Entretien avec David Rigoulet-Roze, enseignant et chercheur à l'Institut français d'Analyse stratégique. Consultant en relations internationales spécialisé sur la région du Moyen-Orient, il est en charge depuis 2006 d’une veille stratégique entre l’Iran et les pays arabes préoccupés de l’éventuelle accession de l’Iran au statut de puissance nucléaire. Il est l'auteur de L'Iran pluriel : regards géopolitiques (L'Harmattan, 2011).

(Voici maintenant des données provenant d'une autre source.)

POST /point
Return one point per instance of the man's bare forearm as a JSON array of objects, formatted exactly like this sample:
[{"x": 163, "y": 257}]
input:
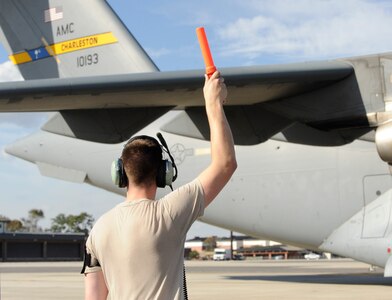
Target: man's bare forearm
[{"x": 223, "y": 161}]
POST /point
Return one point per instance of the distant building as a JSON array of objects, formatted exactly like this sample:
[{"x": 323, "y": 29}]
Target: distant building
[
  {"x": 239, "y": 242},
  {"x": 3, "y": 224},
  {"x": 196, "y": 244}
]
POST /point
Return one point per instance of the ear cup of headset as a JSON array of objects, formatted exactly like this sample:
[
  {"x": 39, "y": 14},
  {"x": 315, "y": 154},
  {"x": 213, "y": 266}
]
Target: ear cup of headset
[
  {"x": 165, "y": 174},
  {"x": 119, "y": 177}
]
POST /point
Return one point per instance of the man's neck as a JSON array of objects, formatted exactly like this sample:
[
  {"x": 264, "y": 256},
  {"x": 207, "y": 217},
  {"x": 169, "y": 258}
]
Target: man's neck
[{"x": 141, "y": 192}]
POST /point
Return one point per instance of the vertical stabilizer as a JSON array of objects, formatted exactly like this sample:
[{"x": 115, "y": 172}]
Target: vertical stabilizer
[{"x": 69, "y": 38}]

Quel est le point le plus positif, selon vous dans cet accord sur le nucléaire iranien ?

David Rigoulet-Roze
David Rigoulet-Roze
David Rigoulet-Roze : C'est presque tautologique : le point positif est que l'accord ait finalement eu lieu, ce qui n'allait pas nécessairement de soi, parce qu'il y avait beaucoup de difficultés en suspens qui n'étaient pas encore résolues. La preuve de cette difficulté est que c'est un accord-cadre, pas un accord définitif dont toutes les modalités techniques ont été précisées. Au final c'est donc un accord plutôt  "gagnant-gagnant", les deux parties, américaines et iraniennes, ne voulaient pas rentrer les mains vides. Du côté iranien, il y avait la réaffirmation permanente du droit inaliénable de pouvoir enrichir l'uranium, et sur ce point, il n'était pas possible pour eux de renoncer à ce droit. C'était une question de souveraineté nationale pour l'Iran.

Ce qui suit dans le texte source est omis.